Pen yourself a postcard

Dash off trip thoughts, whether an anecdote or a few disjointed observations, while you’re in the moment. The limited space takes the pressure off.

Casey Keller, who posts about her extensive travels on her blog, Wandering Everywhere, stores hers in a photo keepsake box. “A few times a year, my husband and I pull them out, look through the postcards and reread those captured moments together,” she says.

Keller used to mail them to herself, but finds that she’s not always up for finding a stamp or post office, so now she tends to slip them into her luggage. Some hotels will mail cards for you if you provide postage.

Save the sounds

The clamor of vendors in an open-air market, waves crashing against rocks, and a variety of Irish accents are all sounds Gershowitz has recorded on her phone. They transport her back to the places where she experienced them. “You can’t capture those things in writing or in photos, you know?” she says. She uses her phone’s free recording app and corrals the captured sounds into digital files named for their location.

Discover non-traditional art

Collecting artwork on your trip is a clear way to keep your memories front and center back home. However, don’t limit art to what you see in galleries and boutiques. Traditional accessories, interesting food tins, handmade home tools — literally anything that strikes you can be a treasure, whether used, framed or displayed in a place of prominence. Local thrift stores and flea markets are great places to find such nontraditional souvenirs. 

Re-create the food

Enjoying local dishes and ingredients is an integral part of travel. Rather than just snapping a photo of your delicious meal, photo organizer Isabelle Dervaux, 64, recommends re-creating the culinary experience at home.

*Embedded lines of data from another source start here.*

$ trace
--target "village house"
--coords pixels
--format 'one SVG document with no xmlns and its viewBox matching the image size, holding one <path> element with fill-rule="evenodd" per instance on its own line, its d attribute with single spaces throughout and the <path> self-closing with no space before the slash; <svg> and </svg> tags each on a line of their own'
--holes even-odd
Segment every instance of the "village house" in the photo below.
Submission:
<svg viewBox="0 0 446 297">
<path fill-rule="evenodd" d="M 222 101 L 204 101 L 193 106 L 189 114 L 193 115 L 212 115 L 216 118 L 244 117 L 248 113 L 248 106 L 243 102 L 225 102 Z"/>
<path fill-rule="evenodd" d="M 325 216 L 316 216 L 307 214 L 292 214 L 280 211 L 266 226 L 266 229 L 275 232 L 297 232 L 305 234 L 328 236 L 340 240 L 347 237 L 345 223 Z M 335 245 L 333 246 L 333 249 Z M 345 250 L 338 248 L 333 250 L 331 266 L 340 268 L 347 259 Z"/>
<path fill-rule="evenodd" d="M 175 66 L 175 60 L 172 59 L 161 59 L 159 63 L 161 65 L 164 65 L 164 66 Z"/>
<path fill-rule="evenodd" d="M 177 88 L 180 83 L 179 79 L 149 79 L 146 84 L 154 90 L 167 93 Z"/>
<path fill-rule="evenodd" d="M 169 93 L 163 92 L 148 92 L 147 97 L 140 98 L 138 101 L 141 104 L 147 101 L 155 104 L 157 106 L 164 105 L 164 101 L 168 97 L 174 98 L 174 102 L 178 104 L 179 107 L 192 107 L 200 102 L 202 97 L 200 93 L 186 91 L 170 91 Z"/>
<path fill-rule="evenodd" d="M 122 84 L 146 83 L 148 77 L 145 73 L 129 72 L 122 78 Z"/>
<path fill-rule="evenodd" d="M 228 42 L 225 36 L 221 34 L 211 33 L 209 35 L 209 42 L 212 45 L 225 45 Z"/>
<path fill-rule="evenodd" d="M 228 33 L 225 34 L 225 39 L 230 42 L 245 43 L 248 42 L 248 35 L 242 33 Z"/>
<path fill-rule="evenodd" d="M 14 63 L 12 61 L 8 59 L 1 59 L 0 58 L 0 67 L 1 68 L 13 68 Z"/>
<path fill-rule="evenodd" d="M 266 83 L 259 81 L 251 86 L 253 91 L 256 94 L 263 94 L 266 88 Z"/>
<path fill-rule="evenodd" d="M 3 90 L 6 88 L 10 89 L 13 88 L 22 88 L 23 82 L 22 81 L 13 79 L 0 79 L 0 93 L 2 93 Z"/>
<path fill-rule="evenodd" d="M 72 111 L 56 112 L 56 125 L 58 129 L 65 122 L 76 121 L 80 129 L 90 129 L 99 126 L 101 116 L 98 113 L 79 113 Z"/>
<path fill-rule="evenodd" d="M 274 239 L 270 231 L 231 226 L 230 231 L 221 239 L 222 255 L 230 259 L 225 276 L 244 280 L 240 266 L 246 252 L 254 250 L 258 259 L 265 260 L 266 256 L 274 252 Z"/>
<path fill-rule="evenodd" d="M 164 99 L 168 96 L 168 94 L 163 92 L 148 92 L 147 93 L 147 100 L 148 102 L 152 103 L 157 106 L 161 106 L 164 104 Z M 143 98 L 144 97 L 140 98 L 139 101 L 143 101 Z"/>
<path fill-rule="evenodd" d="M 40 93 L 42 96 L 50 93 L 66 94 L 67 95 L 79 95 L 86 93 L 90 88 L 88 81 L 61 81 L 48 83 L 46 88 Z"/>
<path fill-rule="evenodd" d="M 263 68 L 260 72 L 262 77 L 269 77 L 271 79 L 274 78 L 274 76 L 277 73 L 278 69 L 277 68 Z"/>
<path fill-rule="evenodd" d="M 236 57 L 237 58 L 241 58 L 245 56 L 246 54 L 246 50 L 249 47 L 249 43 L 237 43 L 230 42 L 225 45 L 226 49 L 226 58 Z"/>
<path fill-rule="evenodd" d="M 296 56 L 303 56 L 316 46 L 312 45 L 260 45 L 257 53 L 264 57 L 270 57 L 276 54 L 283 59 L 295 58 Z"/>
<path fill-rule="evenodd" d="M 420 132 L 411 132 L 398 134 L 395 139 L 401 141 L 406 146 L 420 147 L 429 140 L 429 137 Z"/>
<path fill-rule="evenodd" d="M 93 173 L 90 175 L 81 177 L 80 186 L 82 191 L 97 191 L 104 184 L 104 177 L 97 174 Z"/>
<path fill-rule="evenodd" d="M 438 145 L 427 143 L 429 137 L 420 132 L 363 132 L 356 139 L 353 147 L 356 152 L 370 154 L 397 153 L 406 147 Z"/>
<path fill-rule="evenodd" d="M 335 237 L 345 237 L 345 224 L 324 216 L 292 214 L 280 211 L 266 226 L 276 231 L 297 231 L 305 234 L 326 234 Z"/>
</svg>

“Get a recipe book to learn more about the spices or special ingredients; try out some of the recipes and host a dinner for friends or family,” she says, noting that’s what she did after a trip to Hawai‘i. “I cooked many, many recipes with pineapple, papaya or mango from the cookbook I bought over there to feed my family after our trip, to the tune of traditional ukulele music.” It’s easy to buy what you need online, but finding ingredients at a local ethnic or specialty market when you’re back home can make for a fun trip. 

Start a travel memory box

Collect tickets, receipts, coins, maps, coasters, brochures and stickers as you travel. Jot down immediate thoughts on them or any available scrap — Gershowitz likes hotel stationery, when available. At home, collect the souvenirs and noted memories in a small box, envelope or file folder to revisit each destination as you like. Other travelers — including the founder of the women-only trip-planning company Girls’ Guide to the World, Doni Belau — attach them in journals. “Your grandchildren will thank you,” she says.

Choose a visibile collection

Go with something you won’t tuck into a drawer and forget. Belau once spotted a hard-sided suitcase at baggage claim covered in destination stickers, for example. Holiday ornaments allow you to revisit your travels annually — if you don’t find one at your destination, create one from a vacation image once you’re home. You can also make it a goal to mine your phone’s camera roll for at least one choice image to print and hang within a set amount of time after your vacation. Build on your framed collection with every trip, creating an evolving visual reminder of so many happy travels.